Zambelli responde a dois processos distintos no Brasil. No primeiro, foi condenada a 10 anos e 8 meses de prisão pela invasão ao sistema do CNJ. No segundo, recebeu pena de 5 anos e 3 meses por porte ilegal de arma de fogo e constrangimento ilegal.
A ex-parlamentar deixou o Brasil e acabou presa em Roma, na Itália, em 29 de julho de 2025. A prisão foi determinada pela Corte de Apelação de Roma, que apontou “grave risco de fuga” caso ela permanecesse solta.
A decisão mais recente da Corte de Cassação de Roma, divulgada na sexta-feira (22), analisou apenas o pedido de extradição relacionado ao caso do ataque hacker. A Justiça italiana rejeitou o envio de Zambelli ao Brasil nesse processo específico.

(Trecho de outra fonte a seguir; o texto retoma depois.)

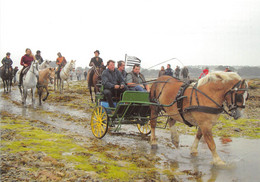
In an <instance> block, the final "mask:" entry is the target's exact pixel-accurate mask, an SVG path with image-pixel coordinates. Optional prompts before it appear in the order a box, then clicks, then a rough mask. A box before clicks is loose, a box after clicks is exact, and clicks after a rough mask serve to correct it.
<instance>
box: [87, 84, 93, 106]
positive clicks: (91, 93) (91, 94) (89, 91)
mask: <svg viewBox="0 0 260 182" xmlns="http://www.w3.org/2000/svg"><path fill="white" fill-rule="evenodd" d="M88 89H89V93H90V97H91V102H92V103H93V97H92V89H91V86H89V87H88Z"/></svg>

No entanto, ainda existe um segundo pedido de extradição ligado à condenação por porte ilegal de arma. Nesse caso, a Corte de Apelação de Roma já autorizou a extradição, mas a defesa recorreu à Corte de Cassação, que ainda deverá dar a palavra final.

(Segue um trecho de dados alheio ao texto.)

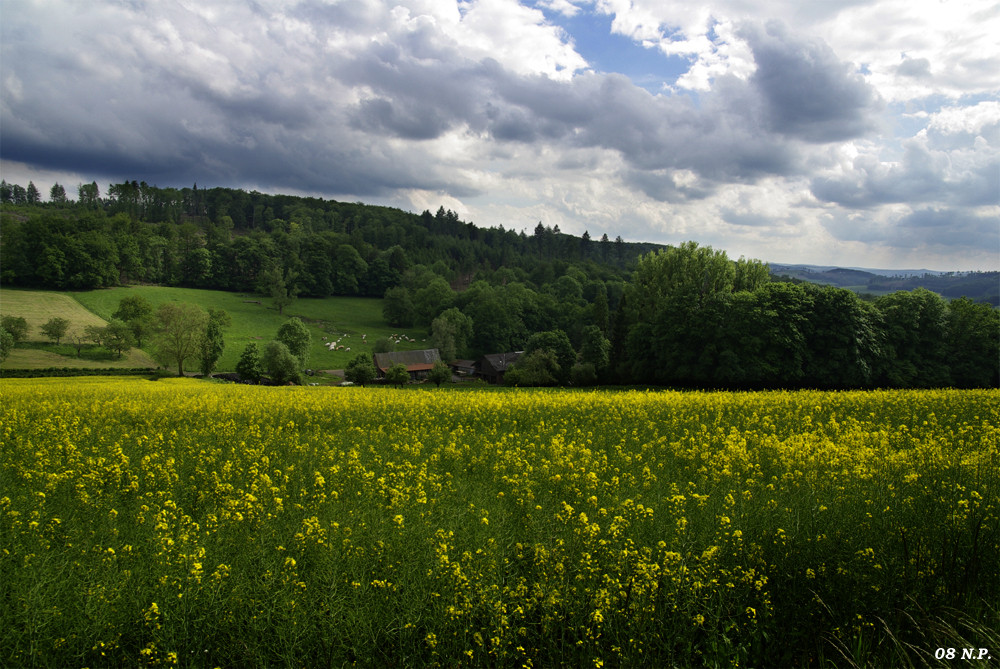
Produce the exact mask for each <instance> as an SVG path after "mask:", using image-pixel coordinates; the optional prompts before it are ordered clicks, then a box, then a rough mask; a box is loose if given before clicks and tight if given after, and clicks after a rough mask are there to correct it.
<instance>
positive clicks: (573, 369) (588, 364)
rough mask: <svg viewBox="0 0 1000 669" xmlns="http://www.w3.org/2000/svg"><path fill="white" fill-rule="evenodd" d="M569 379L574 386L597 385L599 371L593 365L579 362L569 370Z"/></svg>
mask: <svg viewBox="0 0 1000 669" xmlns="http://www.w3.org/2000/svg"><path fill="white" fill-rule="evenodd" d="M569 378H570V381H571V382H572V384H573V385H574V386H580V387H583V386H592V385H594V384H596V383H597V369H596V368H595V367H594V365H593V363H590V362H578V363H576V364H575V365H573V367H572V369H570V370H569Z"/></svg>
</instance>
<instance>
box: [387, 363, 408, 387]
mask: <svg viewBox="0 0 1000 669" xmlns="http://www.w3.org/2000/svg"><path fill="white" fill-rule="evenodd" d="M409 381H410V373H409V372H407V371H406V365H404V364H402V363H396V364H395V365H393V366H391V367H390V368H389V369H387V370H385V382H386V383H389V384H391V385H394V386H401V385H403V384H405V383H408V382H409Z"/></svg>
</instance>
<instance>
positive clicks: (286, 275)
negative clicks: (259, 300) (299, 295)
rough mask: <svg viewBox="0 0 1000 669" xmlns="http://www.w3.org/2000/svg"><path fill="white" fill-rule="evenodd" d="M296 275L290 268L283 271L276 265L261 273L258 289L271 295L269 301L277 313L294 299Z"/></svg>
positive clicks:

Após a decisão favorável no primeiro processo, Zambelli passou a responder em liberdade. “Consagro a minha liberdade como uma vitória de Deus”, declarou após deixar a prisão.
Mesmo que a Suprema Corte italiana aprove a extradição no segundo caso, a medida ainda dependerá da decisão do ministro da Justiça da Itália, Carlo Nordio. Ele terá até 45 dias para confirmar ou rejeitar o envio da ex-deputada ao Brasil.
Caso a extradição seja autorizada definitivamente, a Justiça brasileira informou que Carla Zambelli deverá cumprir prisão na Penitenciária Feminina do Distrito Federal, conhecida como Colmeia.